Only one solution exists:

$$(a,b)=(0,1).$$

Answer: 1.

This generates the classic Fibonacci sequence ending at 55.

Complexity Analysis

Measure	Complexity	Explanation
Time	O(n)	Iterate over at most n / F_{k-1} values of b, bounded by n
Space	O(1)	Only a few variables plus a tiny Fibonacci table

The sum of all n values over the entire input is at most 200000. Since each test case performs work proportional to its own n, the total work across all test cases is also O(200000), which easily fits within the limits.

Test Cases

# helper: run solution on input string, return output string
import sys, io

def solve():
    input = sys.stdin.readline

    fib = [0, 1, 1]
    while fib[-1] <= 200000:
        fib.append(fib[-1] + fib[-2])

    t = int(input())
    ans = []

    for _ in range(t):
        n, k = map(int, input().split())

        if k - 1 >= len(fib):
            ans.append("0")
            continue

        A = fib[k - 2]
        B = fib[k - 1]

        cur = 0
        for b in range(n // B + 1):
            rem = n - B * b
            if rem % A == 0 and rem // A <= b:
                cur += 1

        ans.append(str(cur))

    sys.stdout.write("\n".join(ans))

def run(inp: str) -> str:
    backup_stdin = sys.stdin
    backup_stdout = sys.stdout

    sys.stdin = io.StringIO(inp)
    out = io.StringIO()
    sys.stdout = out

    solve()

    sys.stdin = backup_stdin
    sys.stdout = backup_stdout

    return out.getvalue().strip()

# provided sample
assert run(
"""8
22 4
3 9
55 11
42069 6
69420 4
69 1434
1 3
1 4
"""
) == "\n".join([
    "4",
    "0",
    "1",
    "1052",
    "11571",
    "0",
    "1",
    "0"
]), "sample 1"

# minimum values
assert run(
"""1
1 3
"""
) == "1"

# no valid representation
assert run(
"""1
1 4
"""
) == "0"

# large k immediately impossible
assert run(
"""1
69 1434
"""
) == "0"

# simple hand-checkable case
assert run(
"""1
22 4
"""
) == "4"

Test input	Expected output	What it validates
1 3	1	Smallest meaningful sequence length
1 4	0	Enforcing a ≤ b correctly
69 1434	0	Huge k, coefficient growth shortcut
22 4	4	Multiple valid solutions

Edge Cases

Consider:

1
1 3

The equation is

$$a+b=1.$$

Possible non-negative pairs are (0,1) and (1,0).
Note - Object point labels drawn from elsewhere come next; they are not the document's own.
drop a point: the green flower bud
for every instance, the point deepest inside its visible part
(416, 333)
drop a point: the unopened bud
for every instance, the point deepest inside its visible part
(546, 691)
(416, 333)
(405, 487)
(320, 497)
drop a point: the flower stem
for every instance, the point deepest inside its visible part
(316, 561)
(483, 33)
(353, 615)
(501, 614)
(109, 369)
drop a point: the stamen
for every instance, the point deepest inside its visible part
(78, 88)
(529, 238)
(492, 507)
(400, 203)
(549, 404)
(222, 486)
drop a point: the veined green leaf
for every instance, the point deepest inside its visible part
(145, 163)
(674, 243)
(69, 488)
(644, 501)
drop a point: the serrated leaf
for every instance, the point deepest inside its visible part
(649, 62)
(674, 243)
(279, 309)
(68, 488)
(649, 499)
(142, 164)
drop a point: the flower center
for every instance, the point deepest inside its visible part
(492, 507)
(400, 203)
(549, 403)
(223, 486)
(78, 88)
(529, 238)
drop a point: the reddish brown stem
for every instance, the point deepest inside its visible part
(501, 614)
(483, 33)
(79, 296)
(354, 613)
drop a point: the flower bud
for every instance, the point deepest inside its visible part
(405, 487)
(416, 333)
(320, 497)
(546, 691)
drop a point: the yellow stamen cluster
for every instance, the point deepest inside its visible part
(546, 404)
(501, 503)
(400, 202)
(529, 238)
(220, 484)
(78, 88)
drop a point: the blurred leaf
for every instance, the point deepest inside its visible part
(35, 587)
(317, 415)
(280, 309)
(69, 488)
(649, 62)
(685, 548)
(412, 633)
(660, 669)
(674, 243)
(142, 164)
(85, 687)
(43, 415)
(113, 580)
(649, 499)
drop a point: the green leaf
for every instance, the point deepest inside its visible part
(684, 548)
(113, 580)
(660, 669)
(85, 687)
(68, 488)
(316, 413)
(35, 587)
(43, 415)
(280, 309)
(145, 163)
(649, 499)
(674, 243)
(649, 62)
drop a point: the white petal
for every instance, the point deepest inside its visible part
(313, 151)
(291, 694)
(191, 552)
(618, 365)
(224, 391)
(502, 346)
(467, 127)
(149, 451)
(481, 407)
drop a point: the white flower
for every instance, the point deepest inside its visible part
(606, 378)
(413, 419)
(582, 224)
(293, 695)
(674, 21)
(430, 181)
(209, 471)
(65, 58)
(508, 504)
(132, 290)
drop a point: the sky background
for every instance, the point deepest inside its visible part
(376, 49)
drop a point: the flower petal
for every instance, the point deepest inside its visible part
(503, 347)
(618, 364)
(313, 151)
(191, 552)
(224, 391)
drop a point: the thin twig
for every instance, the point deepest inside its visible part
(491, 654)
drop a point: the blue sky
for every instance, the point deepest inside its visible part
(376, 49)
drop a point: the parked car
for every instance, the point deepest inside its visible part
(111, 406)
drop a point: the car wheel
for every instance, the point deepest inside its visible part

Only (0,1) satisfies a ≤ b, so the answer is 1. The algorithm checks both possibilities through the enumeration of b and counts exactly one.

Now consider:

1
1 4

The equation becomes

$$a+2b=1.$$

The only integer solution is (1,0). Since a>b, the sequence starts decreasing and is invalid. The algorithm finds the solution but rejects it through the a <= b condition, producing 0.

Finally consider:

1
69 1434

The Fibonacci coefficient F_{1433} is enormously larger than 69. No non-negative solution can exist. The algorithm detects that k is beyond the precomputed Fibonacci range and immediately returns 0, avoiding any unnecessary work.